Why Egg Protein Is Considered High Quality
Protein quality isn’t just about grams. It depends on which amino acids are present and how well your body can use them. Eggs contain all nine essential amino acids in proportions that closely match what the human body needs. They’re especially rich in leucine, isoleucine, and lysine, three amino acids that play central roles in muscle repair and growth. Leucine in particular is the primary trigger for muscle protein synthesis after a meal.
The amino acid profile of whole eggs is so well balanced that the Food and Agriculture Organization has historically used egg protein as one of its reference standards for evaluating protein quality in other foods. In practical terms, this means you don’t need to combine eggs with other protein sources to get a complete amino acid profile the way you might with beans or grains eaten alone.
Cooking Makes a Big Difference
How you prepare your eggs matters more than most people realize. A study measuring protein absorption in humans found that cooked egg protein had a true digestibility of about 91%, while raw egg protein dropped to just 51%. That means your body absorbs and uses nearly twice as much protein from a cooked egg as from a raw one.
The reason is structural. Heat unfolds (denatures) the tightly coiled proteins in both the white and yolk, making them far easier for your digestive enzymes to break apart. Raw egg whites also contain a protein called avidin that binds to biotin and blocks its absorption, a problem that cooking eliminates. So despite what you might see in old training montages, drinking raw eggs is a poor strategy for maximizing protein intake.
The cooking method itself, whether scrambled, boiled, poached, or fried, doesn’t significantly change the protein content.
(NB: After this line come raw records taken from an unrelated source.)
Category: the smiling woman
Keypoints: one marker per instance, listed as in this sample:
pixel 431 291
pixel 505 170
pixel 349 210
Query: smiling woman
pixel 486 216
Frying does add calories from oil or butter, but the protein remains essentially the same across preparations.
How Eggs Stack Up for Daily Protein Goals
Most adults need somewhere between 50 and 70 grams of protein per day, depending on body size and activity level. Two large eggs at breakfast deliver about 12.6 grams, covering roughly 18 to 25% of that target before you factor in anything else on your plate. Athletes or people trying to build muscle often aim for higher intakes, around 1.6 grams per kilogram of body weight, and eggs can anchor multiple meals throughout the day without much prep.
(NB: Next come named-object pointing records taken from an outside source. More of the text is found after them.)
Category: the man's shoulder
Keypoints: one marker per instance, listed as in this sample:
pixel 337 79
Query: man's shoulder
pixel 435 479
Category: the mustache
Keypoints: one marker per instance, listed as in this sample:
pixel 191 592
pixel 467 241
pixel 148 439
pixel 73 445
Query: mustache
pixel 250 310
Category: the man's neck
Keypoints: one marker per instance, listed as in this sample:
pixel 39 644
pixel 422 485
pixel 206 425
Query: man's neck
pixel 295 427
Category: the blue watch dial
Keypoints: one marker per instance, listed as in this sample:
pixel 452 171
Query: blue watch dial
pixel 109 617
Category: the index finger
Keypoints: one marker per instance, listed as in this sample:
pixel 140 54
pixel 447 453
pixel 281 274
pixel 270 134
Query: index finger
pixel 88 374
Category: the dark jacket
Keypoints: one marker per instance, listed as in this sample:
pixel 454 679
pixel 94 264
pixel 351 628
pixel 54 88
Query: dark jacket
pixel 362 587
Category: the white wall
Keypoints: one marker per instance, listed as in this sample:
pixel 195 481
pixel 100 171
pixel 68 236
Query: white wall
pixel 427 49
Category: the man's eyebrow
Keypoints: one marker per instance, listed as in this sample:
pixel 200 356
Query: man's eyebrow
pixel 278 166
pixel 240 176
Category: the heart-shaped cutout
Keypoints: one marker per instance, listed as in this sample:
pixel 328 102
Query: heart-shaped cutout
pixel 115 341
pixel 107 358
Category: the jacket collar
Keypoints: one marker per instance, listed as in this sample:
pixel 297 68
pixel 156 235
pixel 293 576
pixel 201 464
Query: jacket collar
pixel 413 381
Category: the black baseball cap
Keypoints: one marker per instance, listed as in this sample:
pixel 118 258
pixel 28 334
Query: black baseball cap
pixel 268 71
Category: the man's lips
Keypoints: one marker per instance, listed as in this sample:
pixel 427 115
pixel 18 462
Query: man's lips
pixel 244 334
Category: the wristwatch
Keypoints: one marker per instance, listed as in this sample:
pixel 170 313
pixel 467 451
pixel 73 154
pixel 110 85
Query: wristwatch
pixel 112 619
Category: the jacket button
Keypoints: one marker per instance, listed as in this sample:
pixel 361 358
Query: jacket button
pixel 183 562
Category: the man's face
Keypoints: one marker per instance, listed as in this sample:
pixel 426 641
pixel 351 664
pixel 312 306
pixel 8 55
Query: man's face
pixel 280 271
At about 70 calories per large egg, the protein-to-calorie ratio is hard to beat. A three-egg omelet gives you nearly 19 grams of protein for around 210 calories before any added ingredients. Compare that to a cup of Greek yogurt (about 15 to 17 grams) or a glass of milk (about 8 grams), and eggs hold their own as one of the most efficient whole-food protein sources available.
Eggs From Other Birds
Chicken eggs dominate grocery shelves, but eggs from other species show up at farmers’ markets and specialty stores. Quail eggs are tiny, weighing about 9 grams each, so you need four or five to match the protein of one large chicken egg. Duck eggs are larger than chicken eggs and slightly richer in protein per gram, making them popular in baking. Goose eggs are the largest commonly available option, though their egg whites actually contain a lower percentage of protein (around 8.5%) compared to chicken egg whites, with the extra size compensating in total grams.
For most people buying standard grocery store eggs, the practical takeaway is straightforward: one large chicken egg gives you 6.3 grams of highly digestible, complete protein, and cooking it is the best way to make sure your body puts all of it to use.